Krawalle in Frankreich: Es sind erneut 45’000 Polizisten im Einsatz
©Bild: Keystone
Proteste
International

Krawalle in Frankreich: Es sind erneut 45’000 Polizisten im Einsatz

01.07.2023 09:27 - update 02.07.2023 09:04

Baseljetzt

Aufgrund der anhaltenden Unruhen in Frankreich sollen in der Nacht auf Sonntag erneut 45’000 Polizisten im Einsatz sein. Präsident Emmanuel Macron hat seinen Deutschlandbesuch abgesagt.

Aufgrund der anhaltenden Krawalle hat Frankreichs Präsident Emmanuel Macron seinen Staatsbesuch in Deutschland abgesagt. Die von Sonntag bis Dienstag geplante Reise solle baldmöglichst nachgeholt werden, teilte das Bundespräsidialamt mit. Auch der Élysée-Palast in Paris bestätigte die Absage.

Es wäre der erste Staatsbesuch eines französischen Präsidenten in Deutschland seit 23 Jahren gewesen. Aus Sicht des Bundespräsidialamts sollte dabei die deutsch-französische Freundschaft gefeiert und zugleich ein neues Kapitel aufgeschlagen werden.

Doch nun muss die Aussenpolitik warten und Macron sich erneut um die Innenpolitik kümmern.
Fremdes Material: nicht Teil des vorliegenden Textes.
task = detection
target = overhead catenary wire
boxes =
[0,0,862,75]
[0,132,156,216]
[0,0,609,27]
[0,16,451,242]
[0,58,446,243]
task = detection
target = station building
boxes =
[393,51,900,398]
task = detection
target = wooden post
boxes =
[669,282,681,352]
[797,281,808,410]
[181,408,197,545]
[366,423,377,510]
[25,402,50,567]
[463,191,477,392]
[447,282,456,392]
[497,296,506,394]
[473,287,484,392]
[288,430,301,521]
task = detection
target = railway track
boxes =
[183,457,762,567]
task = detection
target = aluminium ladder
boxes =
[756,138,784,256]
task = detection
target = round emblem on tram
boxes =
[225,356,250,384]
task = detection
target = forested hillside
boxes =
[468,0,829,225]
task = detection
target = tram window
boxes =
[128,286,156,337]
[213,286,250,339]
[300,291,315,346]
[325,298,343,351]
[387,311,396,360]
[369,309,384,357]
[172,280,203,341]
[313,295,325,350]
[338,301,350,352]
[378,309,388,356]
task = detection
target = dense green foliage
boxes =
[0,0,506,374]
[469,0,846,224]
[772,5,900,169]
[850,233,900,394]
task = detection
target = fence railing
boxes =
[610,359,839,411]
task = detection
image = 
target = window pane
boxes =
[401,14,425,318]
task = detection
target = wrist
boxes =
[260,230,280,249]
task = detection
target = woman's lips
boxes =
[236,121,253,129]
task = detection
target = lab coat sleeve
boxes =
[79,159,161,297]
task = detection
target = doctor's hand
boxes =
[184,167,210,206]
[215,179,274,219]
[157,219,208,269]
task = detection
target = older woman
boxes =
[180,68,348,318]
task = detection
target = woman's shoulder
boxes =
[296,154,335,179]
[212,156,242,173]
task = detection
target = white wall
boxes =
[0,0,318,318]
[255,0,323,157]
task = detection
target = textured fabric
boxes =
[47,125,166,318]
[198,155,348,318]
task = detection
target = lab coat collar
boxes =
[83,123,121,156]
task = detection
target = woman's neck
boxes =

In der Nacht zum Samstag wurden einem vorläufigen Bericht des Innenministeriums zufolge 1311 Menschen festgenommen – deutlich mehr als in den Nächten zuvor. 406 Menschen wurden demnach allein in Paris festgenommen. 79 Polizisten seien verletzt worden. In der Nacht zuvor waren es deutlich mehr.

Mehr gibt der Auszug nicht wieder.